Businesses, schools, universities, and other organizations have a responsibility to promote social mobility through programs that provide such opportunities to members of traditionally underserved or underrepresented communities. 

The latest chapter of the President to President thought leadership series explores this issue in detail. In “Higher Education’s Responsibility to Generate Social Mobility,” DePaul University President A. Gabriel Esteban, Ph.D., shares insights about his institution’s efforts to promote success and achievement among low-income and first-generation students. Innovative programs on campus help these students explore potential career paths, identify opportunities, and develop the skills necessary to succeed in their chosen field. In addition, focused recruitment and hiring practices help ensure that DePaul University’s faculty and staff reflect a dedication to diversity and inclusion. 

Sodexo is committed to playing an active role in supporting social mobility as part of our primary mission to improve quality of life in the communities where we operate. Creating opportunities for students and employees to better their lives through professional development and career advancement are core to the company’s values. 

One example is Sodexo’s new scholarship program, created in partnership with the United Negro College Fund (UNCF). The company has committed to providing $10 million over the next 10 years to help frontline employees and their dependents pursue college degrees. Scholarships are awarded based on merit and financial need, and they are available to employees and their dependents who attend approved Historically Black Colleges and Universities (HBCUs).

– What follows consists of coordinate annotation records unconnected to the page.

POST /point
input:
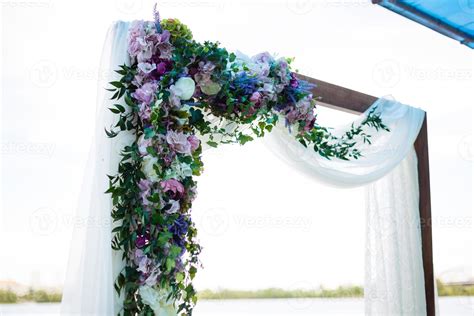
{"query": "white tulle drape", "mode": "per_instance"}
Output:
(93, 266)
(394, 269)
(394, 278)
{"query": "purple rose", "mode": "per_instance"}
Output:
(178, 142)
(256, 97)
(146, 93)
(145, 112)
(173, 186)
(145, 189)
(194, 142)
(142, 240)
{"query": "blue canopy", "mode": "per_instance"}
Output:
(453, 18)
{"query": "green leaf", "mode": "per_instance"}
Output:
(212, 144)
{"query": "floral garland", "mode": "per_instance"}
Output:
(175, 89)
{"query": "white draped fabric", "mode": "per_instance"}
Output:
(394, 268)
(394, 278)
(93, 266)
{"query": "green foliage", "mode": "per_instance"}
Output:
(223, 111)
(8, 297)
(177, 29)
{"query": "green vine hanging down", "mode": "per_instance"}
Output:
(175, 89)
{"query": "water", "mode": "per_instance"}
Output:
(449, 306)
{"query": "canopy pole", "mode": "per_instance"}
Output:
(352, 101)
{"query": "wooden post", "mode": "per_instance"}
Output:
(347, 100)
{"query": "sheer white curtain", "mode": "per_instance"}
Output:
(394, 275)
(394, 278)
(93, 266)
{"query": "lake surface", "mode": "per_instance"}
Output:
(452, 306)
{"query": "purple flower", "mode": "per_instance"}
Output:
(294, 81)
(142, 240)
(142, 261)
(146, 93)
(145, 189)
(174, 207)
(143, 144)
(178, 142)
(194, 142)
(145, 112)
(179, 229)
(173, 186)
(146, 68)
(136, 32)
(264, 58)
(256, 97)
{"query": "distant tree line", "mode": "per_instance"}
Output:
(42, 296)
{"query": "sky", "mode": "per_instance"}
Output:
(260, 222)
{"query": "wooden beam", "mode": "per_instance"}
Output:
(348, 100)
(421, 148)
(339, 97)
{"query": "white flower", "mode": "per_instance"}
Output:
(210, 87)
(184, 88)
(147, 168)
(146, 67)
(178, 170)
(143, 144)
(174, 207)
(156, 299)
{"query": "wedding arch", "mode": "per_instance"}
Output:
(170, 98)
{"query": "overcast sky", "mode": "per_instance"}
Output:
(261, 223)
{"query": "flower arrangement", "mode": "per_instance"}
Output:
(175, 90)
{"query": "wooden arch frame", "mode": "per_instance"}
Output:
(347, 100)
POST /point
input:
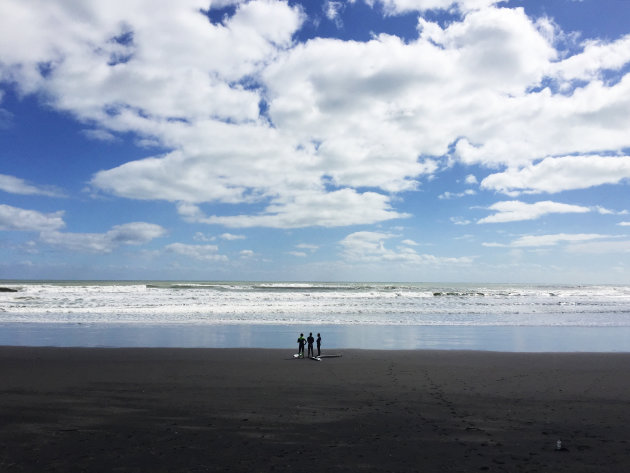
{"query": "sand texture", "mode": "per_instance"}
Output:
(197, 410)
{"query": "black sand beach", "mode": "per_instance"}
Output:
(189, 410)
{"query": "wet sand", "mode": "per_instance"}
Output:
(195, 410)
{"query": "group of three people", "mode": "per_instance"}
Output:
(310, 340)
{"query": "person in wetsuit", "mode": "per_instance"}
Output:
(310, 341)
(301, 342)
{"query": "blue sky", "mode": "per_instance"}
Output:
(383, 140)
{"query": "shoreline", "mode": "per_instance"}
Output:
(608, 339)
(172, 409)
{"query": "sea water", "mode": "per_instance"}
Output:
(353, 315)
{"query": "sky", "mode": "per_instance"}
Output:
(365, 140)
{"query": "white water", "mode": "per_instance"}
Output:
(351, 304)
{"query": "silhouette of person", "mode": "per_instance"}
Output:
(310, 341)
(301, 342)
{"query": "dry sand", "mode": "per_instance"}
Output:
(189, 410)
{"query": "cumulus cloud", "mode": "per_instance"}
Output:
(135, 233)
(307, 246)
(249, 116)
(231, 236)
(333, 209)
(552, 175)
(369, 247)
(14, 218)
(15, 185)
(397, 7)
(601, 247)
(554, 239)
(198, 252)
(514, 210)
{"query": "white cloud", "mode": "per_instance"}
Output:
(246, 253)
(369, 247)
(337, 208)
(15, 185)
(554, 175)
(460, 221)
(198, 252)
(601, 247)
(453, 195)
(471, 179)
(135, 233)
(100, 135)
(397, 7)
(596, 56)
(199, 236)
(514, 210)
(554, 239)
(231, 237)
(14, 218)
(307, 246)
(341, 116)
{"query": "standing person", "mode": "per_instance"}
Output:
(310, 341)
(301, 342)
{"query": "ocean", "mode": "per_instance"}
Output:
(504, 317)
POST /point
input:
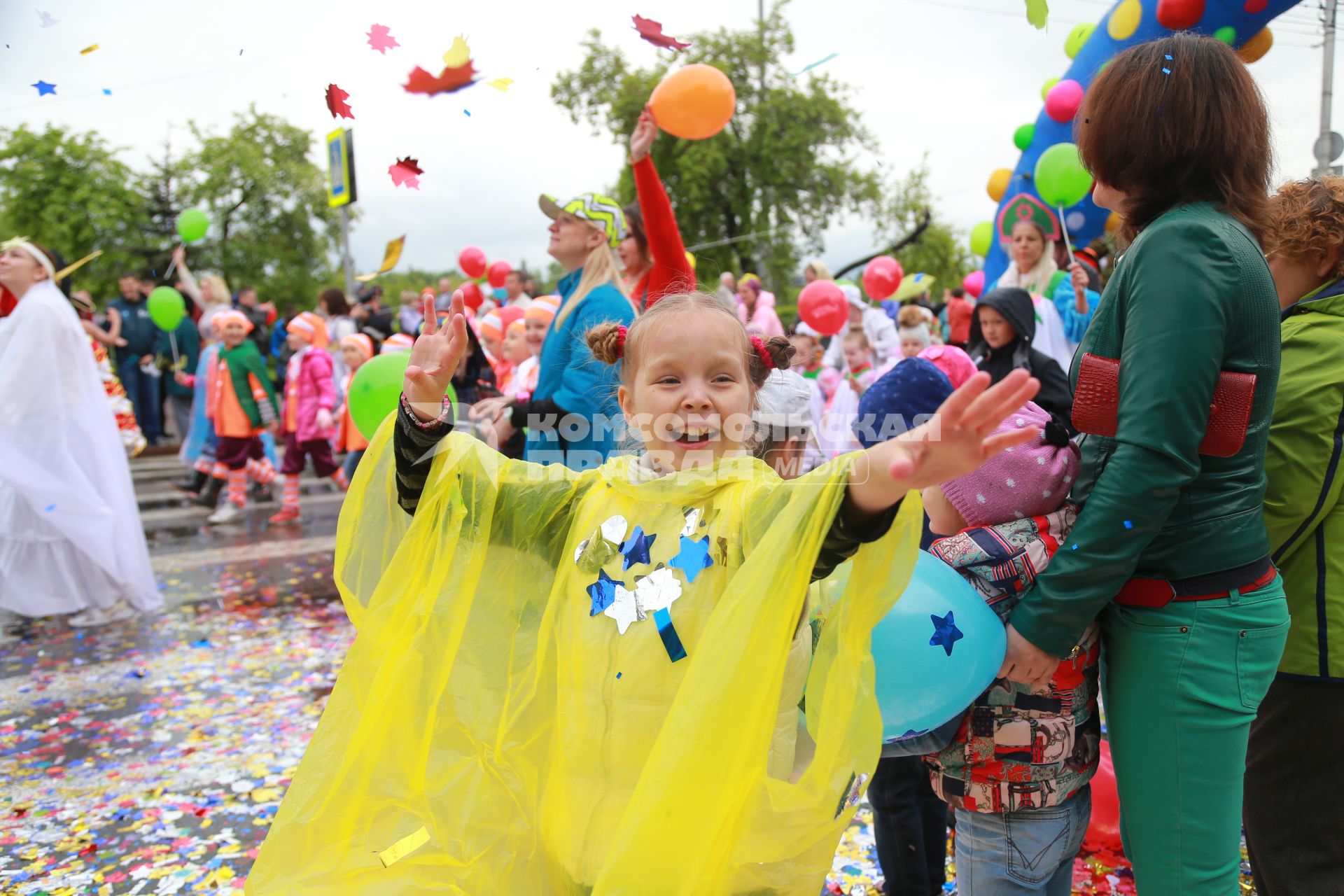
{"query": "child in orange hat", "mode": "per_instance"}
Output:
(309, 398)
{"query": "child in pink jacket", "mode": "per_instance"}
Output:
(307, 416)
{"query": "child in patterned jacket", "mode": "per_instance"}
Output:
(1018, 770)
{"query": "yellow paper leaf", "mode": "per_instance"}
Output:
(403, 848)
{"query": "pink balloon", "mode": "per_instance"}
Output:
(499, 270)
(470, 261)
(823, 307)
(1063, 99)
(882, 277)
(974, 282)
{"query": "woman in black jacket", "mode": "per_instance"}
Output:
(1000, 342)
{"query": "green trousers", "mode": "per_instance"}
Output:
(1180, 687)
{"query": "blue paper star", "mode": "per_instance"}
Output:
(636, 548)
(945, 631)
(603, 593)
(692, 558)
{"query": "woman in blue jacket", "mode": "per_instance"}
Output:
(573, 416)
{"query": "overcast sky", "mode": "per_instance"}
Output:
(951, 78)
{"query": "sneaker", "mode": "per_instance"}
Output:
(286, 516)
(102, 615)
(227, 512)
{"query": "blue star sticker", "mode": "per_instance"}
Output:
(692, 558)
(603, 593)
(636, 548)
(945, 631)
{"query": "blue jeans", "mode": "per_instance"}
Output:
(143, 393)
(1030, 850)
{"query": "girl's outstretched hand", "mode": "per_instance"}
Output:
(953, 442)
(435, 359)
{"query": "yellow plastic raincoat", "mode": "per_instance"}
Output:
(493, 731)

Helping these students afford higher education is essential to supporting social mobility, as college graduates earn an average of 70% more in their lifetimes than those with only a high school diploma. 

For students already pursuing higher education, Sodexo offers a robust campus internship program that helps them explore their interests and identify viable career options. Each semester, Sodexo employs more than 250 student interns at campuses across the country. These paid positions enable students to gain hands-on experience in fields such as nutrition, sustainability, marketing, graphic design, and business management. Interns graduate with relevant job experience as they embark on their professional journeys, and many go on to obtain full-time positions with Sodexo after graduation. The internship program serves as a springboard into rewarding careers with high earning potential, exactly the types of jobs that make social mobility possible. 

As we continue working together to address the social inequities highlighted by recent events, it is vital that we work together to find creative solutions to meet the needs of our most vulnerable community members. Are any of us perfect? No, but together businesses, universities, and communities must continue collaborating to help traditionally underserved and underrepresented students overcome barriers by providing opportunities that enable social mobility. At Sodexo, we’re all in!